Greetings everyone. Okay so my title says it all. Although... I am not done the day yet, but i am close to there, so I figure I can write this. You might be thinking.. The day Alyson did not talk?? WHA, but let me tell you it is true. And it started like this.
One lovely Monday afternoon (Jan. 9th to be exact) Alyson was sitting in Quinn's office. Now he said to her "Alyson, I dont think you can make 24 hours without talking. And if you do, then I will come to your church and not make fun of it." well Alyson did not like that..(I like refering to myself in third person) and said "I bet your wrong, but I dont want you to come to my church because you have to. I want you to come to my church when you want to. But if I win this silly thing, you will have to take me and your wife Vanessa out to dinner and a movie, of OUR choice!" So Quinn agreed and a date was set. That date was on Tuesday. Now that day did not work because Alyson had to go to work, so a new one was set. TODAY.
Well I have to say, although people tried to get me to talk, by just talking and talking and talking (MUFFIN!) I did not crack. Quinn even tried to tickle me but alas, I did not give in! I went home at 12:30 though. I know I could have stayed longer but I wanted to get out before i made a mistake. At home I had no problem, although at supper we had tacos, and I had my own little bowls of stuff so i did not have to ask for anything. And if I needed anything, I would put my hand up and then motion what I needed.
I have been able to write notes all day, and I feel that if I would not have been able to do that, i would not have made it. But alas I could write notes and that saved me alot of head ache.

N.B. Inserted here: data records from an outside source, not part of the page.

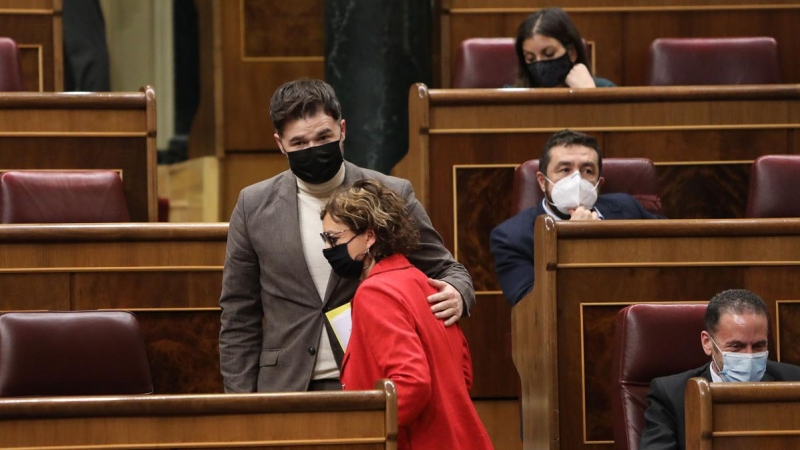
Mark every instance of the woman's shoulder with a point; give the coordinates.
(603, 82)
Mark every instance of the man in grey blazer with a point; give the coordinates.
(277, 284)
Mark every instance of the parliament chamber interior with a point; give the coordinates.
(115, 202)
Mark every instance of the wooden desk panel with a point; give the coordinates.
(587, 272)
(742, 415)
(356, 419)
(37, 28)
(69, 131)
(169, 275)
(622, 30)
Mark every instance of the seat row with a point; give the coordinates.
(774, 180)
(493, 63)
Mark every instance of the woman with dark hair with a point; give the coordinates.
(551, 53)
(368, 231)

I have to tell you though, it has been interesting. i have been able to hear what other people have been saying, and just listening. I think that was cool. And I have been able to relate to how people who can not talk feel. Sometimes they get frusterated, and now I know why. And I also know what it sounds like when the person talking to you is having a one way conversation.
The hardest thing has been that I could not tell my family I love them. We have had to deal with some emotional stuff over the past two days, and it makes me realize how important family is. And it was so hard not being able to say good bye have a good day, I love you. Or I love you. Or even an it will be okay. That has been the hardest. Wanting to talk but not being able to at those situations.
But they know how I feel, and I know how they feel.
Have a great one! And maybe one day, see if you can last 24 hours without talking.